Foreign car service moves to larger digs Business volume expected to double GLEN BURNIE

December 30, 1992|By Andrea F. Siegel | Andrea F. Siegel,Staff Writer

They come from such diverse places as Cape Cod, the British Embassy, Annapolis and Glen Burnie to have Dennis Pye and his crew service their upscale automobiles.

Mr. Pye is the owner of 25-year-old City Imports Ltd., which moved a few weeks ago to the Glen Burnie Industrial Park, where Mr. Pye expects to double the volume of his work.

For more than a decade, the business had leased 6,000 square feet of space on Crain Highway. The new digs he bought has 9,550 square feet, and Mr. Pye expects to be able to work on 30 cars at a time here.

Inside the warehouse-type building are a host of Jaguars and other imports, some there for routine service work, others for painstaking restoration of cars that are no longer in production.

"We start from the frame up and build the car," Mr. Pye said.

Only about 30 percent of the shop's work is in restoration; the rest is the bread and butter servicing of foreign cars, from Toyotas to Rolls Royces.

But here, a person can drop $10,000 on a restoration that takes months. It includes finding after-market parts across the continent in California and across the ocean in England -- and if those aren't available, Mr. Pye has them made. It includes reupholstery, which takes Larry Custer a week to cut and sew. And it includes body work and repainting.

There's a 1953 MG-TD, there for engine work. And a 1969 MG-BGT, there for just about everything.

"It's all completely rusted out," Mr. Pye said.

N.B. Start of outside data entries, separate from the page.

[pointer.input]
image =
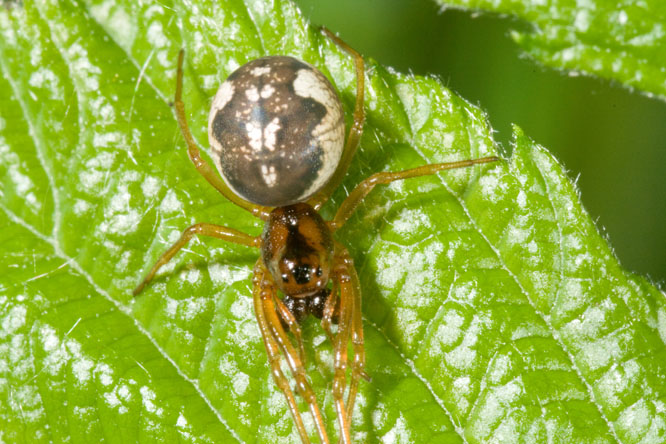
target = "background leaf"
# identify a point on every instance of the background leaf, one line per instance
(493, 309)
(623, 40)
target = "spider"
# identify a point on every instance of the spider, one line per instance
(277, 134)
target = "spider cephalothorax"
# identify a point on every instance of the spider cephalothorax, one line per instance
(276, 131)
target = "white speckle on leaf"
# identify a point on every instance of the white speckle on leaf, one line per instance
(82, 369)
(148, 397)
(399, 433)
(240, 383)
(104, 373)
(150, 187)
(14, 320)
(449, 330)
(171, 203)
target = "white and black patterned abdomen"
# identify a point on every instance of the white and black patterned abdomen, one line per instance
(276, 129)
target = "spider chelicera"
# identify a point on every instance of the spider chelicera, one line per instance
(277, 134)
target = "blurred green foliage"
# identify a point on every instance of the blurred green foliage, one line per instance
(611, 139)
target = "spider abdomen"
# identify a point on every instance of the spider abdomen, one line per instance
(298, 250)
(276, 129)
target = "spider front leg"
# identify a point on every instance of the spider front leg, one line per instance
(199, 163)
(276, 339)
(350, 325)
(202, 229)
(358, 194)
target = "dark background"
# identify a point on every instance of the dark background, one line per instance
(612, 140)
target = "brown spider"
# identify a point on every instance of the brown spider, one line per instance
(276, 130)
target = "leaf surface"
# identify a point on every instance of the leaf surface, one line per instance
(622, 41)
(493, 310)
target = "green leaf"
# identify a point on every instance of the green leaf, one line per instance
(493, 309)
(622, 41)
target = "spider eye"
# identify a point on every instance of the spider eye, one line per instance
(302, 274)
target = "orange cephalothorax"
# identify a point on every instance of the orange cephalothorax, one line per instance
(298, 249)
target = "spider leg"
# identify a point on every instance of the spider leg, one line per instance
(329, 311)
(274, 334)
(202, 229)
(341, 265)
(358, 194)
(351, 289)
(272, 349)
(200, 164)
(355, 131)
(288, 318)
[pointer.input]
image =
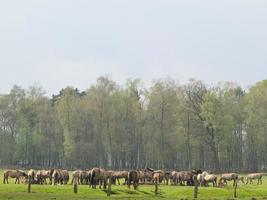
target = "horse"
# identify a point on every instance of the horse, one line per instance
(133, 178)
(187, 176)
(31, 175)
(228, 177)
(207, 178)
(158, 175)
(254, 176)
(241, 178)
(117, 175)
(95, 176)
(42, 175)
(13, 174)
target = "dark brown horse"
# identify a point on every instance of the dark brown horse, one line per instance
(17, 174)
(133, 178)
(42, 176)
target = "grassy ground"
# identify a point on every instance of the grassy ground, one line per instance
(48, 192)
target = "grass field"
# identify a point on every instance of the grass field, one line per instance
(65, 192)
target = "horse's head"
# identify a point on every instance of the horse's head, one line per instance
(149, 169)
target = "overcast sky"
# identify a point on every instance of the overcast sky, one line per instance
(72, 42)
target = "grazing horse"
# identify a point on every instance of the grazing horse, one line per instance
(57, 177)
(42, 175)
(187, 176)
(228, 177)
(13, 174)
(76, 174)
(95, 177)
(254, 176)
(31, 175)
(207, 178)
(174, 178)
(241, 178)
(157, 175)
(117, 175)
(100, 176)
(200, 179)
(60, 176)
(133, 178)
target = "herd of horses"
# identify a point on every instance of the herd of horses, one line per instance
(101, 177)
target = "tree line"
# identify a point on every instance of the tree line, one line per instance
(221, 127)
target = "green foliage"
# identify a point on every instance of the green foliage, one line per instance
(168, 125)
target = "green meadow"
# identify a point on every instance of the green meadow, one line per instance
(13, 191)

A new floor, rocker panel and quarter panels have been placed on the driver's side, and the passenger's side awaits similar treatment.

Tucked in the back is a 1937 Lagonda. "We got it running. The customer is going to do the rest of the work," Mr. Pye said.

The longest restoration job -- on a Jaguar XKE -- took him eight months, he said.

"You have to have patience and perseverance," the Severna Park resident explained.

The work requires attention to detail, with emphasis on cleaning and repairing what's there, rather than replacing components.

That Mr. Pye, 51, specializes in imported cars, especially British ones, is no accident.

Born in Liverpool, he apprenticed for five years at British Leyland before coming to the United States in 1963. He was 22 years old, and his wife, Rachael, had a relative who helped him land a job

at Capitol Motors of Annapolis.

He also worked as service director for Gladding Rolls Royce and Toyota City, both of Glen Burnie, before opening his shop in 1977.

The shop employs five mechanics, one upholstery worker and Mr. Pye, who prefers working on an ignition system to sitting in his office. "I get tired of doing this paperwork," he said.

Among the employees is Walter Stallings, who has been with Mr. Pye for 23 years, and newcomer Tim Stevenson, Mr. Pye's son-in-law.